Hydrogen chloride emissions from combustion of raw and torrefied biomass

- Torrefied biomass was found to have much lower chlorine content than raw biomass.
- Torrefaction was found to preferentially reduce the chlorine content of low alkali biomass.
- Most of the biomass chlorine was released as HCl during torrefaction.
- HCl emissions from burning torrefied biomass were significantly lower than those from raw biomass.
- HCl emissions from burning low-alkali torrefied biomass were drastically lower than those from raw biomass.

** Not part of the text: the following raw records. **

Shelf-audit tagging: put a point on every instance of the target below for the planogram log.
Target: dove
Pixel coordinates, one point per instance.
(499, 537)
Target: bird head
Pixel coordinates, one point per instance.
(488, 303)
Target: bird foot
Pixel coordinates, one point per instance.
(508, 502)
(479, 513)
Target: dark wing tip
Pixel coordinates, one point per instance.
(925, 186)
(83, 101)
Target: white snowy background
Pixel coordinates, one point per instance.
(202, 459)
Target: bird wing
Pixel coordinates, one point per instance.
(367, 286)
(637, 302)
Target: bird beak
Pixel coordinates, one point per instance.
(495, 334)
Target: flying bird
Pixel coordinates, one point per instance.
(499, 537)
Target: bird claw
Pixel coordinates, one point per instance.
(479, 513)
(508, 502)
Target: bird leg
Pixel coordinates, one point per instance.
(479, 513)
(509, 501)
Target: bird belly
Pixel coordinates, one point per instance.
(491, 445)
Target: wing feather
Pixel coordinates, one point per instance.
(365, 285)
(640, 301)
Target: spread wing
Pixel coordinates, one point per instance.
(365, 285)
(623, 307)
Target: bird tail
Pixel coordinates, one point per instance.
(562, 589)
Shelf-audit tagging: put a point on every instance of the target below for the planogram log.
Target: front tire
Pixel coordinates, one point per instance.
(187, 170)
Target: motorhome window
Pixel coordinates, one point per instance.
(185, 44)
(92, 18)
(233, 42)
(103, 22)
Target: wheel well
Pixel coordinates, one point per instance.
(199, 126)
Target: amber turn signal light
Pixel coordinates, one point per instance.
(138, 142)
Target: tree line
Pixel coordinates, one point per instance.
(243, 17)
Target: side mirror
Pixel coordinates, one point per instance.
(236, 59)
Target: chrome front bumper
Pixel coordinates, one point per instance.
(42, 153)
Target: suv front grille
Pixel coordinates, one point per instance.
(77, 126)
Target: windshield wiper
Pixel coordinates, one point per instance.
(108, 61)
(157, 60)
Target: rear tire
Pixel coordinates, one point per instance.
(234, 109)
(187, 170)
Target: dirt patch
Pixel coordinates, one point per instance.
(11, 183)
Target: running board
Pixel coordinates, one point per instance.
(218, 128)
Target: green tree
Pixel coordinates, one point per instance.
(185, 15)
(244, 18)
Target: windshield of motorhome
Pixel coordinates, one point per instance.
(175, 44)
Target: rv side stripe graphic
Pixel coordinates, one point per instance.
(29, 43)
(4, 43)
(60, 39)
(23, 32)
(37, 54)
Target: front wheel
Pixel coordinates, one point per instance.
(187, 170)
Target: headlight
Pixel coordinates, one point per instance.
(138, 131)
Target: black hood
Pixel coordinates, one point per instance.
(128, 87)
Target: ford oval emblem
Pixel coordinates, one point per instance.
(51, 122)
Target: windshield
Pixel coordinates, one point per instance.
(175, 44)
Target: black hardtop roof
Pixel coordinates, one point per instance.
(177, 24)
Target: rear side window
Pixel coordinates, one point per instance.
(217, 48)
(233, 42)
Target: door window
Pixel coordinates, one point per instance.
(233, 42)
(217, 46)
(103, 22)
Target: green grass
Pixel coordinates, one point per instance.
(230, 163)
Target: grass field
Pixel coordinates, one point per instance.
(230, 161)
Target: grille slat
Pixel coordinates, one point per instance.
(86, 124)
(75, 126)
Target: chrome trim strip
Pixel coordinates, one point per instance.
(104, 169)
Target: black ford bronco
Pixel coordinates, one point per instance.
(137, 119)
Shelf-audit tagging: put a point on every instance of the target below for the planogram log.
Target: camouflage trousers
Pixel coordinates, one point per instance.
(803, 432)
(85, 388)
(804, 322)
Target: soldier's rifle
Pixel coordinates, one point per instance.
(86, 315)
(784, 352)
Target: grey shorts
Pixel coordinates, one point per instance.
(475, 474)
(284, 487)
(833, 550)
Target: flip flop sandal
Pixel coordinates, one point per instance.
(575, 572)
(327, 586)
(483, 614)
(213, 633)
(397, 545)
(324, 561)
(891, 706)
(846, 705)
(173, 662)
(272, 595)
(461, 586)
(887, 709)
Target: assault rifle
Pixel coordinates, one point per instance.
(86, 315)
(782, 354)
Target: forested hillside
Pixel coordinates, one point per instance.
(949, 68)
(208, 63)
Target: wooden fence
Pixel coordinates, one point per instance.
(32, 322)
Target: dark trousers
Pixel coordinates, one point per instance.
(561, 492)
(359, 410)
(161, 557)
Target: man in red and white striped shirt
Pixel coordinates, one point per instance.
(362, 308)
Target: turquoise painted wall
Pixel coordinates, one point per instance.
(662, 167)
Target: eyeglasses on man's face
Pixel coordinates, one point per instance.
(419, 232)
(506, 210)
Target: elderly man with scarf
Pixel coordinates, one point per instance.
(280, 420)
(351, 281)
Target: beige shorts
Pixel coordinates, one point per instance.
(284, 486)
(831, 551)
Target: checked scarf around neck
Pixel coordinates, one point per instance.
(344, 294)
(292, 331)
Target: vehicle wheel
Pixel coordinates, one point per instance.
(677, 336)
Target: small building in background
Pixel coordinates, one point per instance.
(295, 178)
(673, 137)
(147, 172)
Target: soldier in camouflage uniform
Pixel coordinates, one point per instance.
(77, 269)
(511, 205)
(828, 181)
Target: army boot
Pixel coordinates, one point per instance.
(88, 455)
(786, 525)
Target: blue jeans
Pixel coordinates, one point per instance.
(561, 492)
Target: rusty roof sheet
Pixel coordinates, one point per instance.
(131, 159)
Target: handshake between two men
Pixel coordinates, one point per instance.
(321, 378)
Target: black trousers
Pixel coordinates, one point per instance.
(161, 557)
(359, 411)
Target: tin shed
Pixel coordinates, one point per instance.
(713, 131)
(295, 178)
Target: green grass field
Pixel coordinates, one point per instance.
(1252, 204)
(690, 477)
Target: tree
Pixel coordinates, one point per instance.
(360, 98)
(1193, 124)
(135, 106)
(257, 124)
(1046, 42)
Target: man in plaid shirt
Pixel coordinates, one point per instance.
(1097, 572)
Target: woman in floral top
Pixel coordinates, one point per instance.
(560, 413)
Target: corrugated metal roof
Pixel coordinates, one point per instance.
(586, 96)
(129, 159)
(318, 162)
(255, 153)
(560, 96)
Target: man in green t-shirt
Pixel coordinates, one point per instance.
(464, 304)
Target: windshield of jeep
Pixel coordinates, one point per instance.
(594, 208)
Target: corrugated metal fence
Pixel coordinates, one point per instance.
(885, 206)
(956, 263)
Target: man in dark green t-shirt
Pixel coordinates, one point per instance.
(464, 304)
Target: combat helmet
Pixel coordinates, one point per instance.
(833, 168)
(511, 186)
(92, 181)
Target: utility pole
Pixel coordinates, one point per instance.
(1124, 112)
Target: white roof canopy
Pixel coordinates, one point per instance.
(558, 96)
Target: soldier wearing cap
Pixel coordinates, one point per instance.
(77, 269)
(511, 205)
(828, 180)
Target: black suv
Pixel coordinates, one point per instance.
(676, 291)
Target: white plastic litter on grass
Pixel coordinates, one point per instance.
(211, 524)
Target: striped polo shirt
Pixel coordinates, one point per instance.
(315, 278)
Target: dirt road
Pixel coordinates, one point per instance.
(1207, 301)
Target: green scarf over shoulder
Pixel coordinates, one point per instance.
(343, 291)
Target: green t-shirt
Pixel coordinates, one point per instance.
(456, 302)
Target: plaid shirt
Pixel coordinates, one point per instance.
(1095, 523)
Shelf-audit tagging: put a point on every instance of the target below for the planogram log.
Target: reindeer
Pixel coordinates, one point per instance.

Elevated emissions of hydrogen chloride (HCl) from combustion of biomass in utility boilers is a major issue as it can cause corrosion and, in combination with the high alkali content often encountered in these fuels, it can also deposit molten alkali chloride salts on the boiler's water tubes. Such deposition can impede heat transfer and cause further corrosion. This work torrefied and then burned herbaceous biomass (corn straw) as well as crop-derived biomass (olive residue and corn-based Distillers Dried Grains with Solubles, DDGS), all pulverized in the size range of 75-150 µm. It monitored the HCl emissions from torrefaction of biomass and, subsequently, the comparative HCl emissions from combustion of both raw and torrefied biomass. Results showed that during torrefaction most of the chlorine of biomass was released in the gas phase, predominately as HCl. Consequentially, combustion of torrefied biomass, which contained less chlorine than raw biomass, generated significantly lower HCl emissions than raw biomass, particularly so for biomass of low alkali content. This observation complements previous findings in this laboratory that torrefied biomass also generated lower SO2 emissions than raw biomass, albeit by a smaller factor. Both of these findings enhance the appeal of torrefied biomass as a substitute fuel in utility boilers.